The CDC said a nationwide survey of 305 obstetricians and gynecologists showed only 44 percent counseled patients about how to avoid CMV infection. CDC experts said this may even over-estimate how commonly doctors are addressing the issue.

The CDC recommends that pregnant women wash hands often with soap and water, especially after contact with saliva or diapers from young children, to not kiss children under age 6 on the mouth or cheek to avoid saliva, and to not share food, drinks or utensils with young children.

"A lot of people are really shocked when they hear that there are as many disabled kids from congenital CMV as there are kids with fetal alcohol syndrome or Down syndrome or spina bifida -- and people haven't heard of it," CDC epidemiologist Michael Cannon said in a telephone interview.

The CDC said 5,000 to 8,000 babies are born annually in the United States with disabilities associated with CMV infection. There is no vaccine for it, the CDC noted.

"Although some obstetricians and gynecologists talk to their patients -- pregnant women -- about congenital CMV, many of them don't. So it's really a missed opportunity," Cannon said. "The doctors could play a larger role. Clearly there's room for improvement."

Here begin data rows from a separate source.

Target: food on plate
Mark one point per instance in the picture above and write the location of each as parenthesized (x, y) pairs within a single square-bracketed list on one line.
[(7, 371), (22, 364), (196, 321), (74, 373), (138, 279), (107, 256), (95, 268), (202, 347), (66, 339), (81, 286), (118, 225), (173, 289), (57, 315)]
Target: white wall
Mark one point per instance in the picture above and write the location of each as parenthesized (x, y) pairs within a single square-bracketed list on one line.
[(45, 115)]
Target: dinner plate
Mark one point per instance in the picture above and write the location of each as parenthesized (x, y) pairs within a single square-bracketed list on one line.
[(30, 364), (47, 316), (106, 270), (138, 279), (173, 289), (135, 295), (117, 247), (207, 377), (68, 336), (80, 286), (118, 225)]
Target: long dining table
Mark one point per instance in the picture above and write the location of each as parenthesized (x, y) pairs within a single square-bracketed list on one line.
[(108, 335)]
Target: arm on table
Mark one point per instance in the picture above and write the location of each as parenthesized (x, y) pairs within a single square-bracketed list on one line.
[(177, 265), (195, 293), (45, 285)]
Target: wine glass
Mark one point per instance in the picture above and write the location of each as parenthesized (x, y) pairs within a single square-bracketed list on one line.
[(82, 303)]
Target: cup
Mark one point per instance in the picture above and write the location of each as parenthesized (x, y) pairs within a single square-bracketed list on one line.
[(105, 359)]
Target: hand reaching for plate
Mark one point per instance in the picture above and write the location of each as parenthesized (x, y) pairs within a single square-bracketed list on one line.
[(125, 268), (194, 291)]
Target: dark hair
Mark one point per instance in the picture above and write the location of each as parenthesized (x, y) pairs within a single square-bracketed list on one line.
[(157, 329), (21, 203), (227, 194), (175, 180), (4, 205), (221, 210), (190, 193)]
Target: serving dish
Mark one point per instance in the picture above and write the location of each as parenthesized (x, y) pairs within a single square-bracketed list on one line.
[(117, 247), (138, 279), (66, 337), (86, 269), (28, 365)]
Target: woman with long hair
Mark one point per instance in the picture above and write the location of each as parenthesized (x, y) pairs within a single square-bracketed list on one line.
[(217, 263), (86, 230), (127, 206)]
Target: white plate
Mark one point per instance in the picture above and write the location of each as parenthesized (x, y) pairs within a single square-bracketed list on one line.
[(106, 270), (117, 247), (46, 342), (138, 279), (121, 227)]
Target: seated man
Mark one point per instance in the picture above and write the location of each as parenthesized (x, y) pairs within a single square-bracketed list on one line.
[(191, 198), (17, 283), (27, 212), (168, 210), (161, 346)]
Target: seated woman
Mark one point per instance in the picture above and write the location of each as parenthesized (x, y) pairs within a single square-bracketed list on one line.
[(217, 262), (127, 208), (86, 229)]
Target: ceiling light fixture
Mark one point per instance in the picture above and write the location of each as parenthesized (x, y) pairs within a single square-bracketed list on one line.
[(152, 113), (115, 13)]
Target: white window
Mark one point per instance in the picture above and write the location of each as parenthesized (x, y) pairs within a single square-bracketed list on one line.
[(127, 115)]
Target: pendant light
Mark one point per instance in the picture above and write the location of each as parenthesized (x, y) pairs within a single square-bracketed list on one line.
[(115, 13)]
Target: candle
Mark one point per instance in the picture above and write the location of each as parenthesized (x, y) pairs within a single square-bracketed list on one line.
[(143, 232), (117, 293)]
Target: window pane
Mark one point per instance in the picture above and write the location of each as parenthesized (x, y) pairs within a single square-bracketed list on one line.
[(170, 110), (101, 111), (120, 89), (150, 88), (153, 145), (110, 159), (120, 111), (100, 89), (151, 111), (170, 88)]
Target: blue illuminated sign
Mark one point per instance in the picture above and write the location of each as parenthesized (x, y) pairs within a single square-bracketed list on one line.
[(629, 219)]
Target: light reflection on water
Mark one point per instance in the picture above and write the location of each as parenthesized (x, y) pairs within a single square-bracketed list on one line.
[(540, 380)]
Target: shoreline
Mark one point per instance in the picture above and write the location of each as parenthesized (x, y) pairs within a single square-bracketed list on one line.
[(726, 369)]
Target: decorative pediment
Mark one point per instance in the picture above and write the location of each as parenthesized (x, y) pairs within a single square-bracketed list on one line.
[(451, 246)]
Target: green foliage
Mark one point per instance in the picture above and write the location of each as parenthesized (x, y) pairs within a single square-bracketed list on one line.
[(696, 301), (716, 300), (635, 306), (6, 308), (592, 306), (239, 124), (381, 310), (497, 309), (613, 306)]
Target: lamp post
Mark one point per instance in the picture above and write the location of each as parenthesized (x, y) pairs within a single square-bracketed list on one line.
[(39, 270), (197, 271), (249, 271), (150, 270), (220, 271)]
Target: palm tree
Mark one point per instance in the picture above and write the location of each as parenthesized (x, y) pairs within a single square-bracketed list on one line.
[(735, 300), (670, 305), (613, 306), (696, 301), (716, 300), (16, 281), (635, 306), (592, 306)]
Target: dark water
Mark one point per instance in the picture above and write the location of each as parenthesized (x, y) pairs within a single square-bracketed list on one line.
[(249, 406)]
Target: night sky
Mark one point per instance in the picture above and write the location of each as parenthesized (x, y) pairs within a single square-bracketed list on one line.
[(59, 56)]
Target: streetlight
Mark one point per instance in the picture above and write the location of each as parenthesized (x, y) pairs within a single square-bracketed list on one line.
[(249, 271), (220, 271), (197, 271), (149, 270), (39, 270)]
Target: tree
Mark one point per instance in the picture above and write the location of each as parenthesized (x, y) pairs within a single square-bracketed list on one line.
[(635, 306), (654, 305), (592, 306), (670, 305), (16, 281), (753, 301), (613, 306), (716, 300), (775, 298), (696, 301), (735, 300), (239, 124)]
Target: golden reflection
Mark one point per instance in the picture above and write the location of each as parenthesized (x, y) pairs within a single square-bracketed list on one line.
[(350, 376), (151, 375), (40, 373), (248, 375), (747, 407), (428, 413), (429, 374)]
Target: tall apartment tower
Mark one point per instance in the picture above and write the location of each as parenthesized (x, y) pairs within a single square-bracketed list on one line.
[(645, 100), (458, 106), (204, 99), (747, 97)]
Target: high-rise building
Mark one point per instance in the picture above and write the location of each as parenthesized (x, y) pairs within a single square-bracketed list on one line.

Many children become infected with CMV -- a member of the herpes virus family -- in early childhood, particularly those in child-care and preschool settings. The virus then can be passed to others, including pregnant women, who come into contact with the infected child's saliva or urine.

Most healthy children and adults infected with CMV have no symptoms and may not even know that they have been infected. Others may develop a mild illness with fever, sore throat, fatigue, and swollen glands.

The virus can be transmitted through sexual contact.

People with weakened immune systems are particularly vulnerable to ill effects from the virus. The CDC said there is no treatment for pregnant women whose fetus might be infected with CMV. Existing drugs that are effective against it have serious side effects and are not approved for use in pregnant women, the CDC said.